Plus vite que la Musique !

La base de notre passion !
Répondre
Macarèl
Membre honoraire
Messages : 200
Enregistré le : lun. 19 oct. 2015 11:40
Localisation : Le bout du bout, à l'extrême Ouest de la Bretagne

Plus vite que la Musique !

Message par Macarèl »

Pour moi, bien entendu, et même si je parle très souvent de Musique, je ne limite pas l’art à la seule expression musicale. Mais cet Art, je veux dire la Musique, est ma drogue et ma fatalité, c’est aussi ma liberté. Permettez qu’elle soit aussi un peu mon souffle ce jour.

Aussi, ne voyez pas dans ce qui va suivre une digression sur Corelli spécialement étoffée, même si cela en possède la couleur, l’aspect, l’odeur.
Non! Il s’agit d’une simple réflexion sur la vitesse, et donc sur la lenteur, qui s’appuie, pour son argumentation, sur une expression artistique que je connais un peu moins mal que les autres.
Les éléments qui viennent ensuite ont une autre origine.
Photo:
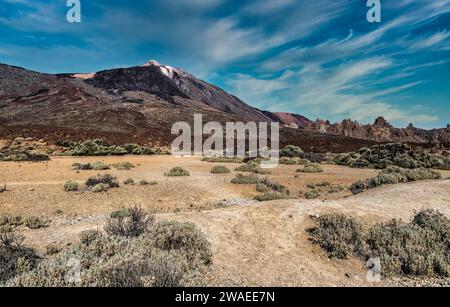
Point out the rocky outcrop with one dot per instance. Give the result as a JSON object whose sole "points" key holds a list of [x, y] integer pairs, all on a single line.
{"points": [[382, 131]]}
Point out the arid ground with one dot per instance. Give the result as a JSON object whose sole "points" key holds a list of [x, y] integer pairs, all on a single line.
{"points": [[254, 243]]}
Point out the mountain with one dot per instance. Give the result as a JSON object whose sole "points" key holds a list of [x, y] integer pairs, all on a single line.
{"points": [[140, 104], [382, 131]]}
Il est probable que ces derniers temps, nous avons tous sûrement bougé. Nous avons à coup sûr besoin d’attendre nos Âmes. Car c’est un fait que nos corps ont dû voyager probablement trop vite au cours de ces dernières heures.

La musique qui nous m’occupe appartient à une époque où la primauté absolue de la vie contemplative sur la vie active ne faisait aucun doute... absolument aucun doute. Mais, de nos jours, le modèle d’une vie pragmatique s’est imposé presque partout, y compris dans la façon d’écouter la musique d’autrefois. Nous ne nous arrêtons plus pour contempler. C’est ainsi...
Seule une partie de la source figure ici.